More information about salmon and iron fertilization

The largest run of Pink salmon happened between 12 and 20 months after the Haida Indians iron seeding event in 2012. According to the Alaska Department of Fish and Game, the 2013 pink salmon harvest was the second most valuable on record. In the northeast Pacific, the Speaker reports that salmon catches have surged from 50 million to 226 million. In BC’s Fraser River, catches shot past the average 25 million to an unprecedented 72 million.

The iron fertilizer clearly triggered a very large plankton bloom visible from space.

[Fish and Wildlife Service] – Pink salmon mature at 2 years; spawn August – September over coarse gravel and sand, in riffles with moderate to fast currents.


More food could also help pink salmon get bigger to the catchable size. In the rich ocean environment salmon can grow rapidly, gaining more than a pound a month.

Although a single female salmon can lay 1,000 to 17,000 eggs, very few of those eggs actually survive from fertilization to maturity. An average of 3 fish returning for every parent fish that spawns would be considered good production. Many natural and human-related factors cause this high mortality.

Chinook: mature after 3-8 years; spawn July – August in large gravel and deep water with a strong current.

Sockeye: mature after 4-5 years; spawn in August in fine gravel (2-7 cm in diameter) on lake shoals or slack water in rivers.
Chum: mature after 3-5 years; spawn late July – August; spawn in gravel 2-3cm+ and upwelling currents in rivers or some shallow ponds or lakes.
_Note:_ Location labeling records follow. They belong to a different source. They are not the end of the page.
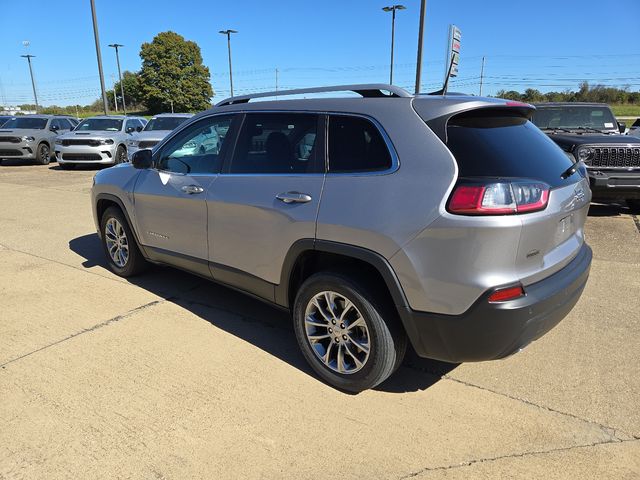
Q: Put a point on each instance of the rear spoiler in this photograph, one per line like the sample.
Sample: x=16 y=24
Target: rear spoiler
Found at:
x=511 y=109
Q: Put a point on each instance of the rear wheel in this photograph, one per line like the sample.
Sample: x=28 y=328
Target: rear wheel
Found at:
x=634 y=205
x=351 y=341
x=43 y=154
x=119 y=244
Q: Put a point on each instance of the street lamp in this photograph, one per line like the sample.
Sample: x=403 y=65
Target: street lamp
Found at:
x=228 y=34
x=33 y=83
x=116 y=46
x=99 y=55
x=393 y=9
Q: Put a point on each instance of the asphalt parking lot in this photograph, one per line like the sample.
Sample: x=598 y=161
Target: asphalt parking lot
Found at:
x=168 y=376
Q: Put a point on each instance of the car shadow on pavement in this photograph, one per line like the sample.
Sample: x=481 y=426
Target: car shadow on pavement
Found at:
x=608 y=209
x=264 y=326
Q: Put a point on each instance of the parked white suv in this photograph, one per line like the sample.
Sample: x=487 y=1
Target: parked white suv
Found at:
x=98 y=140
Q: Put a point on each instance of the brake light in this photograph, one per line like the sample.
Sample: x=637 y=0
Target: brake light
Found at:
x=506 y=294
x=498 y=198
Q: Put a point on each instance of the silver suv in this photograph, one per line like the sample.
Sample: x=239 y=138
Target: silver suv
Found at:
x=450 y=222
x=158 y=127
x=31 y=137
x=100 y=140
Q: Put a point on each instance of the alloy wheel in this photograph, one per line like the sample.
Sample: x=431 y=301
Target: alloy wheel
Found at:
x=337 y=332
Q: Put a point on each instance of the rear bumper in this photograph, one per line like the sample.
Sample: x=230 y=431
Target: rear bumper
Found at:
x=607 y=184
x=489 y=331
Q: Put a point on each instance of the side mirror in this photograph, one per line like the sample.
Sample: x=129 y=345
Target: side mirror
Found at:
x=142 y=159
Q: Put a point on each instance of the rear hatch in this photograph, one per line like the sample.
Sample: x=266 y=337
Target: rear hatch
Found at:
x=498 y=147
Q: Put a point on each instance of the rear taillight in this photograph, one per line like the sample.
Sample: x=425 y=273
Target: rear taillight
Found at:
x=476 y=197
x=506 y=294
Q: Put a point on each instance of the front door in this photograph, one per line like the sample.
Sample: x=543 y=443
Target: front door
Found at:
x=170 y=200
x=266 y=198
Pink: mature at 2 years; spawn August – September over coarse gravel and sand, in riffles with moderate to fast currents.
Coho: mature at 4 years; spawn late September – December; utilize a wide range of spawning sites and currents, often in the farthest reaches of drainage.
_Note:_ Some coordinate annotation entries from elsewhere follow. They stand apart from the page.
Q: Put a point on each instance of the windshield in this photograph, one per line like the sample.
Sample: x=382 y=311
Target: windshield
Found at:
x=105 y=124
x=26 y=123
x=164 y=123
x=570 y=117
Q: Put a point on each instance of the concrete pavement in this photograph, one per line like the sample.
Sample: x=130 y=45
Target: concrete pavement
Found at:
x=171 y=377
There was an Initial Investigation of the North East Pacific Salmon Feeding Waters with Slocum Gliders

Coho, fall Chinook, and sockeye salmon returned from the Pacific Ocean to the Columbia River in record or near-record numbers in 2014. The daily count of fall Chinook on September 8 at Bonneville Dam, 67,521 fish, set a single-day counting record at the dam, where counting began in 1938. This was about triple the average daily levels from 2004-2013.